A dose-dependent adrenal suppression in asthmatic children on ICS appears to exist, and may be detected even when small to moderate doses of inhaled corticosteroids are employed13. We do not know whether these children would develop symptomatic adrenal insufficiency if they were treated with larger doses, but it is certainly possible. Sometimes the results of various studies appear contradictory. This could be the result of the variability in the sensitivity of the various testing methods to detect HPA axis impairment; for instance, morning serum cortisol or urinary free cortisol concentrations are generally poor discriminators of adrenal hypo-activity.

Recent research has disclosed interesting data regarding the role of genetics in modifying the risk of impaired stress response in asthma. A number of pathways through which stress may impact asthma expression could potentially be associated with genetic factors. The most important of these pathways are those that influence immune development and airway inflammation, including HPA axis, adrenergic system and cytokine pathway genes16.

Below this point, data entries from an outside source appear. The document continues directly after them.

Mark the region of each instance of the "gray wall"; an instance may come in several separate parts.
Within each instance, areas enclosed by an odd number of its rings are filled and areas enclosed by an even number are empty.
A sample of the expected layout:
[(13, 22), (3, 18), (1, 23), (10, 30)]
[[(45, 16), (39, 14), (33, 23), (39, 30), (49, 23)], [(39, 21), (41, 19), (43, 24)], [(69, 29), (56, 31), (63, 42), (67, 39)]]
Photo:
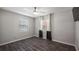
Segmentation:
[[(27, 32), (21, 32), (19, 29), (19, 20), (22, 19), (22, 17), (25, 17), (28, 21), (29, 26)], [(0, 44), (29, 38), (33, 35), (33, 18), (8, 12), (5, 10), (0, 10)]]
[[(36, 18), (36, 36), (39, 30), (39, 17)], [(64, 44), (75, 45), (74, 20), (72, 10), (51, 14), (52, 40)]]

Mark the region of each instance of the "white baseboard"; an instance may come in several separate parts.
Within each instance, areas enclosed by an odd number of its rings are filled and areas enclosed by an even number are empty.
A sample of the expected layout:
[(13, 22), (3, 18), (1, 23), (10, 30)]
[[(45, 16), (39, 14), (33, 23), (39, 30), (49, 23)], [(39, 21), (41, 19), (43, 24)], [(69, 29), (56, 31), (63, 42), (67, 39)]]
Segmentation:
[[(31, 36), (31, 37), (33, 37), (33, 36)], [(6, 44), (9, 44), (9, 43), (13, 43), (13, 42), (16, 42), (16, 41), (20, 41), (20, 40), (23, 40), (23, 39), (31, 38), (31, 37), (25, 37), (25, 38), (16, 39), (16, 40), (13, 40), (13, 41), (5, 42), (5, 43), (0, 44), (0, 46), (6, 45)]]
[(70, 43), (66, 43), (66, 42), (62, 42), (62, 41), (58, 41), (58, 40), (52, 40), (52, 41), (63, 43), (63, 44), (67, 44), (67, 45), (71, 45), (71, 46), (75, 47), (75, 44), (70, 44)]
[(76, 49), (76, 51), (79, 51), (79, 49), (78, 49), (77, 45), (75, 45), (75, 49)]

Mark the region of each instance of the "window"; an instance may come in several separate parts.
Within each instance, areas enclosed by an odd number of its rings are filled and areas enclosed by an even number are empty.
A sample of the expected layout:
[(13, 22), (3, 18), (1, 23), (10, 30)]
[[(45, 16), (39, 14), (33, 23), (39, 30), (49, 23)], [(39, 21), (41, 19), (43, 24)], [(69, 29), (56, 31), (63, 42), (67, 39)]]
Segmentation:
[(26, 32), (28, 29), (28, 20), (25, 17), (20, 19), (19, 28), (21, 32)]
[(50, 31), (50, 15), (41, 16), (40, 29)]

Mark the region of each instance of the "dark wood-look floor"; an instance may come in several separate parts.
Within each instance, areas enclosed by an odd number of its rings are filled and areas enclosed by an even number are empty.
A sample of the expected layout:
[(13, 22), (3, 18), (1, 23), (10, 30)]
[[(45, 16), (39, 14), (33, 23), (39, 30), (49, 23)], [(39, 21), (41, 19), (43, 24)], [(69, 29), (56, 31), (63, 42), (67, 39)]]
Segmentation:
[(37, 37), (0, 46), (0, 51), (75, 51), (73, 46)]

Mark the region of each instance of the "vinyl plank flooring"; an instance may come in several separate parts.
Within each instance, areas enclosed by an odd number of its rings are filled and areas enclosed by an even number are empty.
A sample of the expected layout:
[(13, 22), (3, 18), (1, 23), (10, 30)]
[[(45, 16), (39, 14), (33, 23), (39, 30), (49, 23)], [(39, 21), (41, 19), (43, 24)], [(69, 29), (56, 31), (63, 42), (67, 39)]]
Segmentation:
[(0, 51), (75, 51), (75, 47), (38, 37), (31, 37), (0, 46)]

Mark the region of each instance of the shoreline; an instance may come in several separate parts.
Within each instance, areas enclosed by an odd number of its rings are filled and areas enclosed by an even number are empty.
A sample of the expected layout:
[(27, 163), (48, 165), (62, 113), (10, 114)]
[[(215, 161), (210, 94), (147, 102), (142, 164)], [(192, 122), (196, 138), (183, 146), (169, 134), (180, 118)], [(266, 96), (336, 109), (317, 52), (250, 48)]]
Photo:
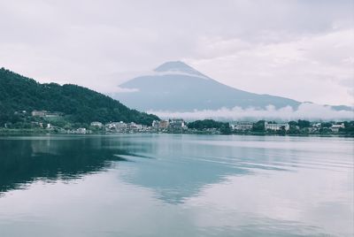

Early-life experiences interact with the child's genotype to influence the developing immune and stress systems in a fashion that may predispose to or protect from asthma and other allergic diseases. Indeed, recent data suggest that a mechanism linking the social environment early in life and long-term epigenetic programming of behavioural and physical responsiveness to stress and health status later in life does exist17. Substantial in vitro experimental evidence indicates that DNA methylation of genes critical to T helper cell differentiation may induce polarisation towards or away from an allergic phenotype. Thus, asthma risk may be modified by epigenetic regulation18.